Jesus speaks these words to his disciples as they return from a mission trip for preaching and healing and casting out demons. It was a trip for which they were ill-equipped and forced to do their best with what they had: a staff, sandals, no extra clothes, no bread, no bag, no money in their belts. And when they came home depleted and exhausted, Jesus spoke to them “Come away and rest a while.”
Some years ago when I was helping to care for my father as his health failed and his life waned, I felt a lot like that: ill-equipped to bathe him, to care for his skin, to help him with eating and toileting and dressing. And I’m sure that anyone who has become caregiver to a suffering loved one has also felt the burden of inadequacy, unpreparedness, and exhaustion. To all who carry that burden, Jesus says, “Come away to a deserted place all by yourself and rest a while.”
Jesus speaks these words to himself also. While his disciples were on their mission trip, Jesus learned that his cousin, John had been beheaded by King Herod. To Jesus, John was not just some unusual preacher in strange clothes, but the man he had grown up with, the man who had baptized him, the man who first recognized Jesus as “one more powerful than I . . . [who] will baptize you with the Holy Spirit.” “Come away and rest a while” are the words he speaks to himself when he knows that he needs time and space to grieve and heal and refill his depleted spirit.
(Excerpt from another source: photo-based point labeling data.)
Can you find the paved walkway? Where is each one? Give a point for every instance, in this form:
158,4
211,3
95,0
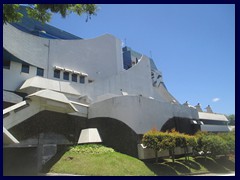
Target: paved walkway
210,174
216,174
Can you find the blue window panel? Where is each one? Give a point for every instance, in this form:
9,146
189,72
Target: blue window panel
25,68
40,72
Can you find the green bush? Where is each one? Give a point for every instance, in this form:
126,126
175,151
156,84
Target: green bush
152,139
230,140
91,149
212,144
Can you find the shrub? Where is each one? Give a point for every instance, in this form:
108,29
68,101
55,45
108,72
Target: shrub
212,144
91,149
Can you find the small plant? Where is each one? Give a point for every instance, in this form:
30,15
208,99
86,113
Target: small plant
91,149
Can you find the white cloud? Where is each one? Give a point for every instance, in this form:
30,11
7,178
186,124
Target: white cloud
123,44
215,99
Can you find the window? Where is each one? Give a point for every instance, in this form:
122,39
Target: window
82,79
25,68
57,73
6,64
40,72
66,75
90,81
74,77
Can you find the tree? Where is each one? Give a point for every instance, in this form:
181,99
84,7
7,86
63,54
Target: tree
152,139
44,12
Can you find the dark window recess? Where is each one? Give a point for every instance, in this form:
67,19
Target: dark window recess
25,68
74,77
6,64
66,75
90,81
57,73
82,79
40,72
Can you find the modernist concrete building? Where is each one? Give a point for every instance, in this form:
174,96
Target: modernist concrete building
56,84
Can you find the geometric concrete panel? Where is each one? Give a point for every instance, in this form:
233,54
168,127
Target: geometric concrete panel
8,138
89,135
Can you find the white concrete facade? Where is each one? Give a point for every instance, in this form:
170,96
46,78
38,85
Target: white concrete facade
108,90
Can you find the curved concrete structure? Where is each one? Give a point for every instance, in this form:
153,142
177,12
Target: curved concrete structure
93,79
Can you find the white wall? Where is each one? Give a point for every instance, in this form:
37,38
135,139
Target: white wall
98,57
138,112
13,78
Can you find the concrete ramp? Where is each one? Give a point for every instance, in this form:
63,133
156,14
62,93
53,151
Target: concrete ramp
8,138
37,102
89,135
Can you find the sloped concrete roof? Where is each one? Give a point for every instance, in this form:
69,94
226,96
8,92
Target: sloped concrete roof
11,97
54,96
212,116
44,83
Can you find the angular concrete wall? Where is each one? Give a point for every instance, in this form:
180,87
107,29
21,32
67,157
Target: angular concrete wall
139,113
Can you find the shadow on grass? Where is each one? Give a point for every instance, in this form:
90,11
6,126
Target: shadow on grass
60,152
181,168
190,164
161,169
226,163
211,165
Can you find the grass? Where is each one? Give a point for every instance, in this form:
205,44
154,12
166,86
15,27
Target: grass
105,163
97,160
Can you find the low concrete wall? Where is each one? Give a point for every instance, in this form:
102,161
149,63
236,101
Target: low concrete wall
146,153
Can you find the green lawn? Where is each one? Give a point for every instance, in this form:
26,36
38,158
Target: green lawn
97,160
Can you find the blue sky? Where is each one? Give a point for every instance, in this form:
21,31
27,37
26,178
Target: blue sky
193,45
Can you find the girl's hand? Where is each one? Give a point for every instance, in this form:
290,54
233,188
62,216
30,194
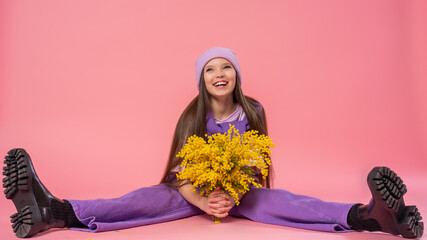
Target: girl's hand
219,204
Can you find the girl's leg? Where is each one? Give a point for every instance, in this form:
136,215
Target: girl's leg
385,212
281,207
141,207
38,210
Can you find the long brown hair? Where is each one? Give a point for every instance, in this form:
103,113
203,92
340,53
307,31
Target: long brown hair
193,122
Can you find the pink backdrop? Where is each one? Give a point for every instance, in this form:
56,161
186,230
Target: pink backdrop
93,89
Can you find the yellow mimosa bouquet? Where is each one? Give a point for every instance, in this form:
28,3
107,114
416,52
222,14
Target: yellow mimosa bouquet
226,161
It is said that the author of “It Came Upon a Midnight Clear” wrote the carol after suffering a spell of depression. I hear his melancholy in the third verse:
And ye, beneath life’s crushing load,
whose forms are bending low,
who toil along the climbing way
with painful steps and slow,
look now! for glad and golden hours
come swiftly on the wing.
O rest beside the weary road,
and hear the angels sing!
Tonight, we are approaching the longest night of the year, when our world is darkest. I hear that enveloping darkness as the voice of Jesus inviting us all to come away and rest a while, to go inward: into our houses, into rooms illuminated only by the window candles or the Christmas tree lights, into our own bodies and souls for rest and restoration. The world outside with its urgent call to jolliness from shopping malls, storefronts, and window displays will still be there waiting for us. But now is a time for rest and silence and mending. Now is a time to rest beside the weary road and hear the angels sing.
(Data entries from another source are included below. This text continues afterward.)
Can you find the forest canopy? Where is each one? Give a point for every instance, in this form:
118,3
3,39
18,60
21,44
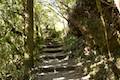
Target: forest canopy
88,30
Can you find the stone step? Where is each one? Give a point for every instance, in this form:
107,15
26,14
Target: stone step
64,75
46,69
59,49
52,46
53,51
47,56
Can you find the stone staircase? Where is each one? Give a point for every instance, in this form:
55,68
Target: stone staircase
56,64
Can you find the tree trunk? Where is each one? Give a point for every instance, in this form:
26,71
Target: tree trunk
29,42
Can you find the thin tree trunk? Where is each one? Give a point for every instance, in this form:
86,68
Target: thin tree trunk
29,31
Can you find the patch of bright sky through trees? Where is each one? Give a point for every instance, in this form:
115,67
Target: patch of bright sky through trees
62,23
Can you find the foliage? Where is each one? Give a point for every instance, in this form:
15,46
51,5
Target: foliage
96,23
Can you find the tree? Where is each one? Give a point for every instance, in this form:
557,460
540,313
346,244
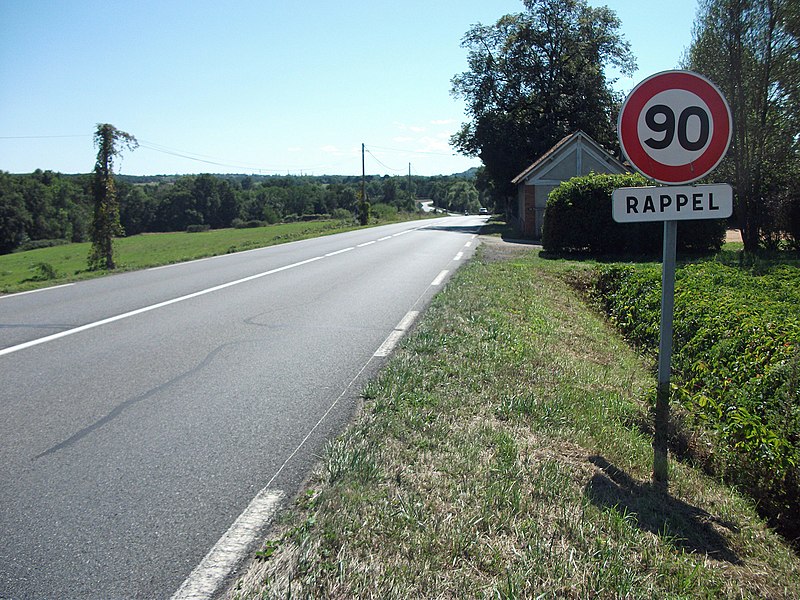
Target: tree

If we let ourselves come away to rest a while, if we still our hearts and minds and bodies, we too can hear those angel voices with their promise of peace and goodness. Maybe we hear them in the loving touch of friend’s hand. Maybe we hear them in the offer of a cup of tea. Maybe we hear them in a friend’s promise of prayer or offer to bring a meal. Maybe we hear them in the slow, steady beat of our own heart taking comfort in Jesus’ invitation to rest.